Fácil es colegir que siempre me he sentido mantillero, pero también soy un escritor habanero, y por tanto cubano, porque las peculiaridades y tribulaciones de la historia y la vida cubanas son mis alimentos artísticos. Pero, incluso para mí, entender las esencias cubanas suele resultar difícil; y expresarlas literariamente, un verdadero reto. El solo hecho de vivir y escribir en un país de sistema político socialista y unipartidista comienza a complicar las cosas. Pero si en ese país la realidad cambia y a la vez no cambia en sus fundamentos, pues las dificultades se multiplican.
En los últimos años Cuba ha entrado en un lento proceso de renovación de algunas de sus estructuras económicas. Al calor de esas variaciones, la isla ha alcanzado la condición de destino de moda al cual llegan cada vez más visitantes, incluidos viajeros norteamericanos que, con su presencia y exigencias, van alterando la fisonomía del país, de sus ciudades, incluso la manera de pensar, actuar y vivir de muchas gentes. Hoy La Habana abre hoteles de todas las estrellas posibles y tiendas para vender artículos de lujo, mientras la avenida del Malecón, frente al mar, es recorrida por turistas a bordo de decenas de brillantes autos descapotables fabricados hace más de sesenta años en Estados Unidos (a cien dólares la hora el paseo), mientras se abren restaurantes privados de ofertas que alcanzan precios parisinos y se venden (o se pretenden vender) Toyotas japoneses en trescientos mil dólares y Peugeots franceses en doscientos cincuenta mil.

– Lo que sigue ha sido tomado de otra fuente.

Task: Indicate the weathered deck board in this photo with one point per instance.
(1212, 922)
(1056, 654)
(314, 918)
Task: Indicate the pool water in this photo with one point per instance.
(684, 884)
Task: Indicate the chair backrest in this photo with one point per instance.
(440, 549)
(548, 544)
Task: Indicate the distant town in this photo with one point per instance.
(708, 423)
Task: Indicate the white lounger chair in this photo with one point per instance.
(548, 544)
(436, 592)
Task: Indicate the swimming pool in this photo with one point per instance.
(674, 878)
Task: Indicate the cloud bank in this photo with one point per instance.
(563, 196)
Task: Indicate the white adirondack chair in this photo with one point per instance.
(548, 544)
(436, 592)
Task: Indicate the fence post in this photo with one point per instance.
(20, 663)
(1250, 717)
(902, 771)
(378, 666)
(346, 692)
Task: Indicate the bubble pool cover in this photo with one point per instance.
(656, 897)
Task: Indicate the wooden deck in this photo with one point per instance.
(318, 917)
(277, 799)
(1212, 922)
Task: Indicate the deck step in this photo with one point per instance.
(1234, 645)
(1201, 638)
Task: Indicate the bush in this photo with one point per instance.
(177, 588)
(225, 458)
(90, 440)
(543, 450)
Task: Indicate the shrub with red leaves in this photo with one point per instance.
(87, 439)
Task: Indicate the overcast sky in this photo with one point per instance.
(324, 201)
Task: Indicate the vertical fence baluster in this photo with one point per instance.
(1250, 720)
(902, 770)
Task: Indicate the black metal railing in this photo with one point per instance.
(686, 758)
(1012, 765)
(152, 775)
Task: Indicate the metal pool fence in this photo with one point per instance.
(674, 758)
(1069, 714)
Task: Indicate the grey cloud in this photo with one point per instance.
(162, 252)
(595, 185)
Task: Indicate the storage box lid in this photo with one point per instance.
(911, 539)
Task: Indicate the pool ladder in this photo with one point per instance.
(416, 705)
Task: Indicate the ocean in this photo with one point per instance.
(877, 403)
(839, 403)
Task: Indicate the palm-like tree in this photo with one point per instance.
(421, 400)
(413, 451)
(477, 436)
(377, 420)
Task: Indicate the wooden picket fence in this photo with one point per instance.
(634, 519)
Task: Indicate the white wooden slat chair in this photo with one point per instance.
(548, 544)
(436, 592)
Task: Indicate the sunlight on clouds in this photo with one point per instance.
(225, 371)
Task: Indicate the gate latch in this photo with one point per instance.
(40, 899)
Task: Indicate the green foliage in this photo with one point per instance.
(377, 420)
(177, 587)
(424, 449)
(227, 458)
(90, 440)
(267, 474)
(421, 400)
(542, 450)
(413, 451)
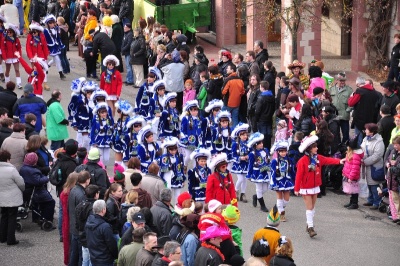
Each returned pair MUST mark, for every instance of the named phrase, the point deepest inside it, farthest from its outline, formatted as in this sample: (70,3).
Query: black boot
(254,201)
(62,76)
(262,205)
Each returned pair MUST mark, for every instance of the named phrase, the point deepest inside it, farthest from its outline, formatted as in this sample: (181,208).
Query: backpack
(55,175)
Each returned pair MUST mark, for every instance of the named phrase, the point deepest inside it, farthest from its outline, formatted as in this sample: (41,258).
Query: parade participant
(148,149)
(308,177)
(101,131)
(124,109)
(53,39)
(171,166)
(190,129)
(36,75)
(133,126)
(208,123)
(259,169)
(197,176)
(169,120)
(220,183)
(9,45)
(240,154)
(282,173)
(111,81)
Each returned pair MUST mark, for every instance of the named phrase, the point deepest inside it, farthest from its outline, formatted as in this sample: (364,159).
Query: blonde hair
(285,249)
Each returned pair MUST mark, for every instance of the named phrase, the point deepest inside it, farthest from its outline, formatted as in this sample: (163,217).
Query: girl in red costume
(9,45)
(308,177)
(111,81)
(36,45)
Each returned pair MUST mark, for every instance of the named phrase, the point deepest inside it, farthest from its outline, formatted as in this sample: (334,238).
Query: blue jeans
(373,196)
(86,257)
(345,128)
(129,72)
(265,128)
(235,114)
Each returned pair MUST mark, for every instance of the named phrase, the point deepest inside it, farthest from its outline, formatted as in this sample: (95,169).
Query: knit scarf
(109,74)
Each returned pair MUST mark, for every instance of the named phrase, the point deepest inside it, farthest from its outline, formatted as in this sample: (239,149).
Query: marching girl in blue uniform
(124,109)
(171,166)
(282,173)
(133,126)
(144,98)
(169,120)
(240,155)
(102,131)
(208,123)
(148,149)
(77,99)
(221,135)
(190,129)
(197,176)
(259,168)
(53,39)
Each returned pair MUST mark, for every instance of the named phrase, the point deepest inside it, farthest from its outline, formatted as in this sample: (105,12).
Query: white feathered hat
(136,120)
(214,104)
(254,138)
(200,152)
(306,142)
(239,128)
(217,160)
(110,58)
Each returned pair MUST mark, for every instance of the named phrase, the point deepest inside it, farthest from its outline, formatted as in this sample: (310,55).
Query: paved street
(345,237)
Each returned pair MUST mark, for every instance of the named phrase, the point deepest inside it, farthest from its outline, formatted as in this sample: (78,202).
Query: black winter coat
(100,241)
(7,100)
(126,43)
(138,51)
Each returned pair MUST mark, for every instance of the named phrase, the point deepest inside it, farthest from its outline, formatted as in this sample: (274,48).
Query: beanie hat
(30,159)
(71,147)
(274,218)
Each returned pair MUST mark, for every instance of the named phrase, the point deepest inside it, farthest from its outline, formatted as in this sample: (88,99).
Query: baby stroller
(23,212)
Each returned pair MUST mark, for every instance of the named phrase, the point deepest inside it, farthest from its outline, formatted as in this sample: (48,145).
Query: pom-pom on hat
(307,141)
(30,159)
(274,218)
(231,214)
(221,115)
(190,104)
(217,160)
(254,138)
(168,97)
(137,119)
(156,72)
(143,132)
(78,84)
(109,58)
(200,153)
(239,128)
(34,26)
(214,104)
(125,107)
(216,231)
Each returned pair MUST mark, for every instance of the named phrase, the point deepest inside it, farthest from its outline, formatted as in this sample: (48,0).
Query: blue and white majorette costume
(131,135)
(169,120)
(221,137)
(171,166)
(102,128)
(119,132)
(208,123)
(197,176)
(282,170)
(239,150)
(259,169)
(147,152)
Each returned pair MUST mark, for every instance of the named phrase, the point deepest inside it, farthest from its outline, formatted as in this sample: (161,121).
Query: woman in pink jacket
(351,172)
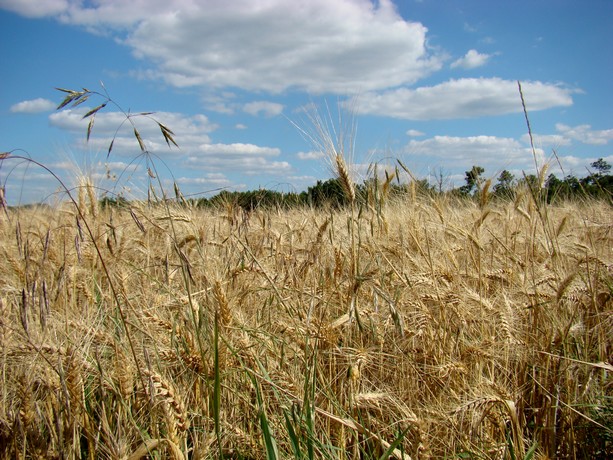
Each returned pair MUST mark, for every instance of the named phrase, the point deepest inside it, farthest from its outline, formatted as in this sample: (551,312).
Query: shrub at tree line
(329,193)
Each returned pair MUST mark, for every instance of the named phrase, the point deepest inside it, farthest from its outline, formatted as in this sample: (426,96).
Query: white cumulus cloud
(33,106)
(471,60)
(463,98)
(321,46)
(461,153)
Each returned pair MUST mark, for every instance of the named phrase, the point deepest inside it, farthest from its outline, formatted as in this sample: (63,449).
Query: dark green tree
(601,166)
(505,185)
(473,180)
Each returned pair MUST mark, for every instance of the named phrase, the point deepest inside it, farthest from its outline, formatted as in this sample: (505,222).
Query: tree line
(329,193)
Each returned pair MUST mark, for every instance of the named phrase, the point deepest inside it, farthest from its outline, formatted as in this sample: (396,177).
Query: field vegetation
(398,323)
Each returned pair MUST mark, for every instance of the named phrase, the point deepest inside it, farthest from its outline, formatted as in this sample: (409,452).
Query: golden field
(427,328)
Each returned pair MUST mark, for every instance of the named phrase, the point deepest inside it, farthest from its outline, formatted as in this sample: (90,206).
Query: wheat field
(429,328)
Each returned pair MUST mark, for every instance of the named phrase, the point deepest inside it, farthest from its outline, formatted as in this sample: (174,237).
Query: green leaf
(110,148)
(140,140)
(80,99)
(67,100)
(90,125)
(269,440)
(292,436)
(393,445)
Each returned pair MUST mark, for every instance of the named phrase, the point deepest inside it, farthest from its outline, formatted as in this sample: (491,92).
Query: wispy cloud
(585,134)
(268,109)
(37,105)
(415,133)
(312,155)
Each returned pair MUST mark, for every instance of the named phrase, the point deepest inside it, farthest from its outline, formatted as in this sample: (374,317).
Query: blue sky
(433,83)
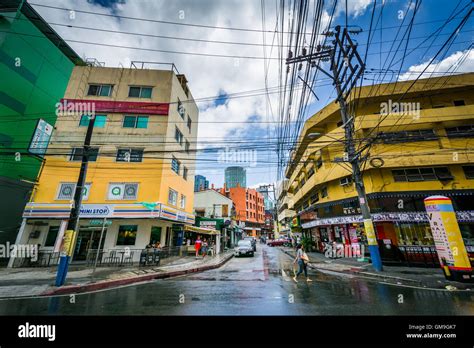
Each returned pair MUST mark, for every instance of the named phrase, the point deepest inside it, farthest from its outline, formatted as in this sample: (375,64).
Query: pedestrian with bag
(302,259)
(197,246)
(204,248)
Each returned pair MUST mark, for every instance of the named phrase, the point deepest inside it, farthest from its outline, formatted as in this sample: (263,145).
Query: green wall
(27,92)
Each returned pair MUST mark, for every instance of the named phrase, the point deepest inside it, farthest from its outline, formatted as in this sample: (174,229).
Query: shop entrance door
(88,238)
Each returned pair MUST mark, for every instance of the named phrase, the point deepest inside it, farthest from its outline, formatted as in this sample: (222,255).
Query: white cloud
(454,62)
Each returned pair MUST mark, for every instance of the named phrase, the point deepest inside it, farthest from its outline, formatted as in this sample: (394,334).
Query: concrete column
(18,240)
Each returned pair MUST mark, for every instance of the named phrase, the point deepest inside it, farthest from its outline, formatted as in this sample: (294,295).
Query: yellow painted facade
(444,103)
(153,175)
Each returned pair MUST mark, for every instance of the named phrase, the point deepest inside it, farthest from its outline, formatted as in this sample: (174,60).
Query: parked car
(277,242)
(244,247)
(253,241)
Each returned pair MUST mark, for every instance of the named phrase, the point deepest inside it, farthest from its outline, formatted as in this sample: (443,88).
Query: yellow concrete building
(421,144)
(141,171)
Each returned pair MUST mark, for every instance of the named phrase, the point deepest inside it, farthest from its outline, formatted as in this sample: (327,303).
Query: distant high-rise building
(200,183)
(235,176)
(269,205)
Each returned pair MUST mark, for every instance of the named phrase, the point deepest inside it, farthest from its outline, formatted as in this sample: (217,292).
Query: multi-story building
(235,177)
(140,175)
(269,205)
(420,148)
(249,208)
(35,66)
(215,210)
(284,209)
(200,183)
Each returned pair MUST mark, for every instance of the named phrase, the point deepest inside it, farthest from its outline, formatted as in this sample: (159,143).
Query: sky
(243,128)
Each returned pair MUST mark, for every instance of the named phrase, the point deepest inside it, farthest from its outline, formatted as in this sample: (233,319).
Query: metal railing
(107,257)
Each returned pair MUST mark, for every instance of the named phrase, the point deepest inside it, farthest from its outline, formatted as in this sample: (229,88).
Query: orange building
(249,208)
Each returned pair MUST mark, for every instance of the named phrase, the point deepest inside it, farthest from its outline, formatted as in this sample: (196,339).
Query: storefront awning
(201,230)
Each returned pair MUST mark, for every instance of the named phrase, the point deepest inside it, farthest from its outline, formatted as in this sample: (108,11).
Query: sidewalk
(432,278)
(28,282)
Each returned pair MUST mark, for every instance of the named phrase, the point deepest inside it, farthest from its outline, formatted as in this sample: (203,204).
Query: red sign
(110,106)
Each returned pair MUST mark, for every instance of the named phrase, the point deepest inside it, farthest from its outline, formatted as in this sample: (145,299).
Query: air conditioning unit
(345,181)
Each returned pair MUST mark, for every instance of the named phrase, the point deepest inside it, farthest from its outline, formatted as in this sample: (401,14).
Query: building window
(139,92)
(51,236)
(172,197)
(185,173)
(461,131)
(123,191)
(189,123)
(67,189)
(468,171)
(76,154)
(129,155)
(175,164)
(100,121)
(421,174)
(181,109)
(319,163)
(178,136)
(127,235)
(135,122)
(407,136)
(324,192)
(155,235)
(187,145)
(100,90)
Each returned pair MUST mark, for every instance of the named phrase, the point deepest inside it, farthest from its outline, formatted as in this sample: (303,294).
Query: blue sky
(246,122)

En esa misma ciudad, en ese mismo país, sin embargo, la mayoría de los trabajadores reciben salarios estatales que, como promedio, andan por los veinticinco o treinta dólares mensuales, y, hasta donde sé, nadie se muere de hambre aunque a muchos les rechinen los intestinos y otros muchos busquen las vías para emigrar como solución a cualquiera de sus problemas.
¿Cómo logran sobrevivir los cubanos? Pues gracias al arte de «resolver» y a la práctica del «invento», esas eufemísticas denominaciones de las más diversas y enrevesadas estrategias de supervivencia, legal o ilegal.
De ese magma de lo insólito, lo inexplicable o no entendible, de lo cotidiano y lo repudiable brotan otras nuevas peculiaridades y singularidades que pueden funcionar como imágenes propias de un país y una cultura, y también como materia prima para la creación artística, no solo literaria.
Para un escritor que, como yo, vive y escribe en Cuba, la proximidad a la realidad del país y los pálpitos de la sociedad constituyen elementos cercanos, pues la vida cotidiana de mis compatriotas es, en muchos sentidos, también la mía. Como la mayoría de los cubanos no tengo un acceso normal a Internet y la ruptura del módem de mi computadora es una tragedia familiar, laboral, existencial. Esa cercanía, sin embargo, no me salva de ciertas reacciones de extrañamiento y de incapacidades de procesar y comprender el mundo que me rodea y del cual soy parte, en cuanto ciudadano cubano. Esa coyuntura extraña quizás sirva incluso para alentar una responsabilidad artística y ciudadana por tratar de expresar y fijar una realidad alterada y difícil, en la que nuestras palabras a veces tienen poco o ningún espacio (ediciones limitadas de libros, difícil acceso a los medios de prensa oficiales), pero sí la misión de intentar perpetuar las condiciones de la desproporción que ahora mismo vivimos los cubanos. También por eso permanezco y escribo en Cuba.
Y tal vez los textos que siguen ayuden a entender cómo vivo, cómo escribo, por qué pertenezco.